Look de droite : T-shirt logo en coton noir Burberry , Manteau sans manches en laine technique check marron Burberry .
Tu fais partie d'une nouvelle génération de chef·fe·s. Penses-tu que la gastronomie est en train de vivre un tournant vers une plus grande inclusivité, diversité et même parité au sein de son écosystème ?
Totalement. Il y a plus de diversité et en termes de parité l'équilibre s'améliore. On porte également de nouvelles valeurs. Jusqu'ici, la cuisine consistait à reproduire ce que nos chefs nous avaient enseigné, mais maintenant on s'émancipe, il y a une vraie rupture. Chacun gère sa cuisine et son restaurant comme il l'entend, avec une philosophie vraiment singulière.

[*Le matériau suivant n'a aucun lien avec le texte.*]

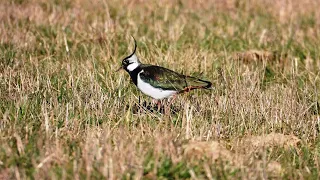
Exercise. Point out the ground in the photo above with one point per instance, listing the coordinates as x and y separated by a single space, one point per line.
66 114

Tu es par ailleurs passionné de mode.
Oui, j'adore la mode. C'est naturel. J'aime les belles choses et c'est un univers qui est lui aussi très créatif. Comme en cuisine, une marque ou un designer s'exprime à travers une collection ou un défilé. Quand on admire un show, on admire un travail d'équipe et l'incarnation d'une idée. Comme pour un chef, finalement.
Que peut-on te souhaiter pour la suite ?
De garder le sourire. Si j'ai le smile, c'est que tout va bien.